The East End Hotel in Portarlington
The agency responsible for asylum seekers in Ireland has said it has a legal obligation to protect the identities of those in the international protection system but a local councillor says the 'secrecy' brings out 'keyboard warriors'.
The Reception and Integration Agency could not directly confirm if people have moved into the former East End Hotel in Portarlington while they await space in a direct provision centre because they 'have a legal duty to protect the identities of persons in the international protection process'.
The lack of information available to the public on what is going on is causing ‘keyboard warriors’ to react and comment online according to Cllr Aidan Mullins.
Sinn Fein Cllr Aidan Mullins in Portarlington said that 17 adult men recently moved into the former East End Hotel in the town and he believes that this will increase to 30 people.
Cllr Mullins said that no information has been made available in relation to this new accommodation centre.
He said the lack of information is not a good policy.
“There’s a tender process the government organised in March and I believe this accommodation provider is part of this process.
“I understand that 17 adult males are there. They are from a variety of nationalities African, Eastern European, Albanian, all backgrounds.
“They are being catered for by a local catering company, three meals a day.
“The big issue is not that anyone is objecting to it but the community should have information.
“There are 12 bedrooms in the hotel and I believe that upwards of 30 people will be put in there and works are ongoing to provide further accommodation.

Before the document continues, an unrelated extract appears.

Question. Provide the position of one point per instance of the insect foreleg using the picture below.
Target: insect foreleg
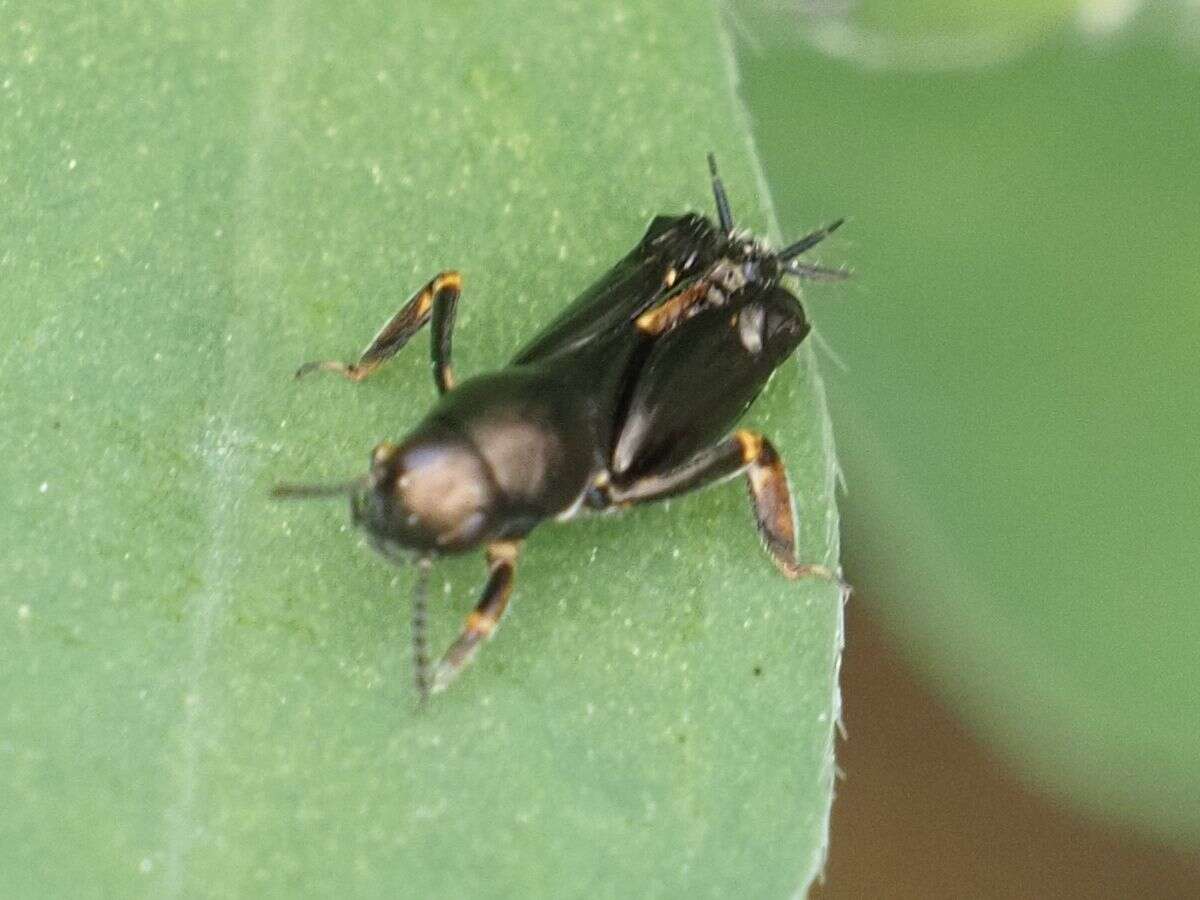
(438, 299)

“If these people are seeking international protection in a Direct Provision centre they are entitled to that but people don’t have any information about what is going on and they go online and become keyboard warriors making comments.
“The majority of people have no issues with it.

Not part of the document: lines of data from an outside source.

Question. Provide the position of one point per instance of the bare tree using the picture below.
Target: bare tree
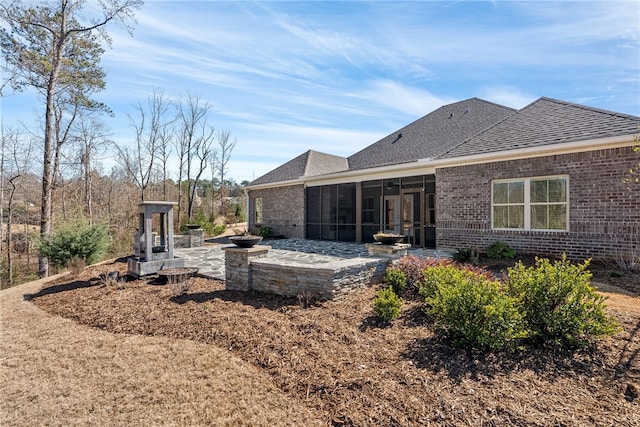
(194, 145)
(226, 147)
(151, 128)
(53, 50)
(92, 138)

“The secrecy and lack of transparency I don’t get it, we can see that they are there. Are you looking at children needed places in schools, people needing medical services or is it a halfway house and they will be moved on again?

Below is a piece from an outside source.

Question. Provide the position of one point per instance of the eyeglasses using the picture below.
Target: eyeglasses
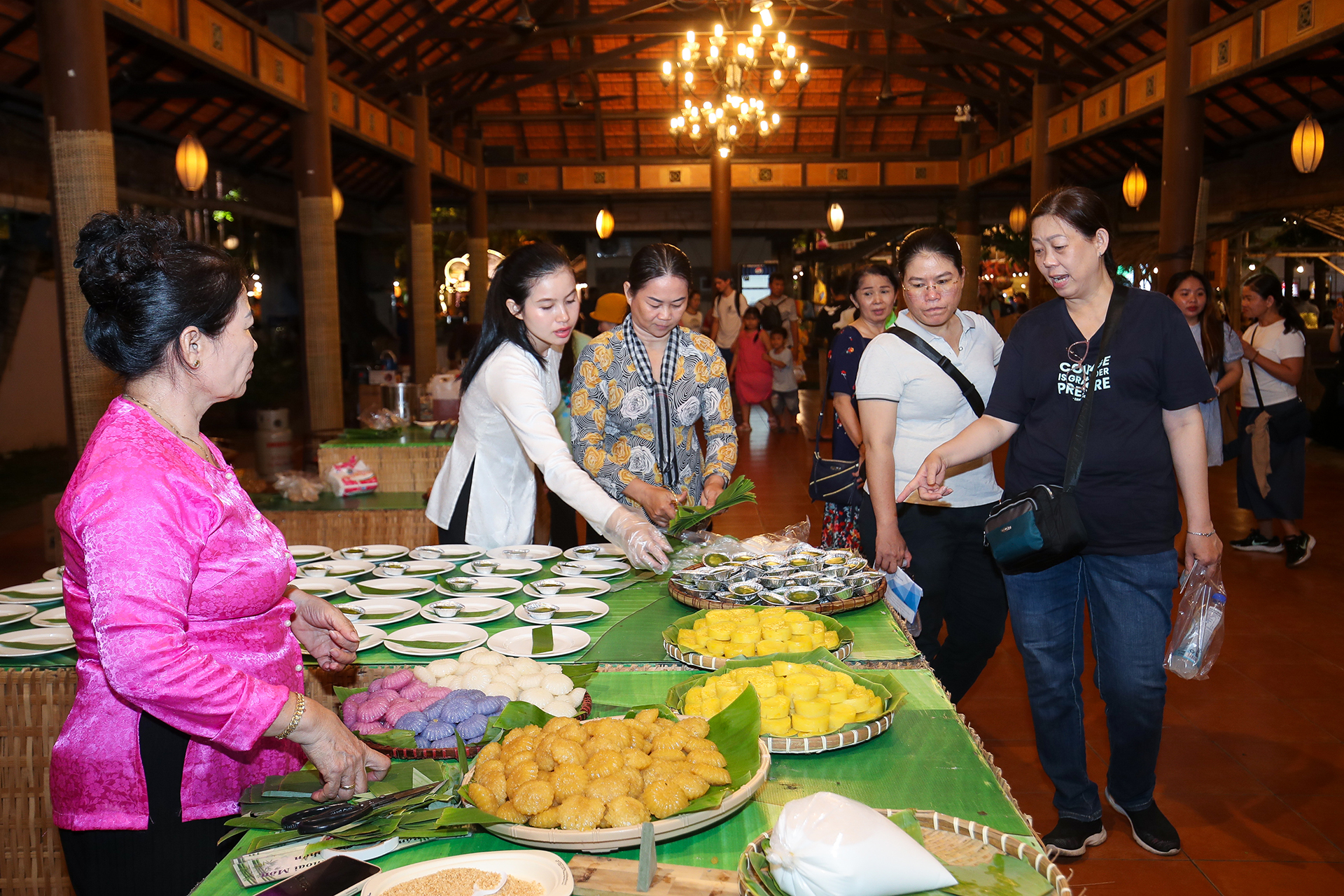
(940, 288)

“The RIA has issued a generic response and has quoted GDPR even though we are not asking for people’s names. Keeping people in the dark is not a good policy,” he said.
A spokesperson for the RIA told the Leinster Express that 'any premises' used for temporary accommodation is in response to an advertisement.
"Any premises offered to the Department of Justice for temporary accommodation was in response to advertisements placed in the national media in January of this year. The advertisement sought bed and board in hotels and guesthouses on a 12-24 week basis. During this period, RIA will work to identify additional accommodation centres and work with persons in accommodation centres who have status to move on and free up capacity," the spokesperson said.
Emergency Accommodation for asylum seekers is also being provided in a Rathdowney guesthouse. The Department of Justice called this emergency accommodation a ‘safety net’ for people seeking asylum in Ireland but said ‘the system is very stretched’.
The nationalities of these people in emergency accommodation in Rathdowney and Portarlington cannot be revealed due to a right to privacy.
The number of people, their nationalities, whether there are children or adults or whether children need spaces in school cannot be revealed to protect their identities.
Asylum seekers in Ireland are entitled to full board accommodation, weekly allowance, access to medical cards, education, work permits and other supports.
There are two direct provision centres in Laois at the former Montague Hotel in Emo housing around 200 people and the former Hibernian Hotel in Abbeyleix housing 60 people.
The centre opened in Abbeyleix last September. Between 55 and 60 asylum seekers, mostly made up of families, moved into the facility at the former Hibernian Hotel at Pembroke Terrace, Abbeyleix.
The Montague Hotel in Emo was opened in 2007 and is still in operation.